Scientific classification
- Kingdom: Plantae
- Clade: Tracheophytes
- Clade: Gymnosperms
- Division: Pinophyta
- Class: Pinopsida
- Order: Pinales
- Family: Pinaceae
- Genus: Pinus
- Subgenus: P. subg. Pinus
- Section: P. sect. Pinus
- Subsection: P. subsect. Pinus
- Species: P. taiwanensis
- Binomial name: Pinus taiwanensis Hayata

= Pinus taiwanensis =

- Genus: Pinus
- Species: taiwanensis
- Authority: Hayata
- Conservation status: LC

Species of conifer

Pinus taiwanensis, the Taiwan red pine, is a species of conifer, a pine, in the family Pinaceae endemic to Taiwan.

==Taxonomy==
It is a close relative of Pinus luchuensis of Japan and P. hwangshanensis of China, sometimes considered as a subspecies of the former.
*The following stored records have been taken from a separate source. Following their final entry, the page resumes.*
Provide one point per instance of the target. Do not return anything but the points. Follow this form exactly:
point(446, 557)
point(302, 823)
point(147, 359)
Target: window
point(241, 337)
Sometimes P. hwangshanensis from China are also referred to as P. taiwanensis.
P. taiwanensis var. fragilissima and P. taiwanensis var. taiwanensis are the two varieties of this species.

==Description==
The Taiwan red pine is a large tree, with a straight trunk up to 35 m tall and 80 cm in diameter. Needles are in bundles of two. Cones are 6–7 cm long. It is a common species in the Central Mountain Range at altitudes of 750–3000 m, often in pure stands.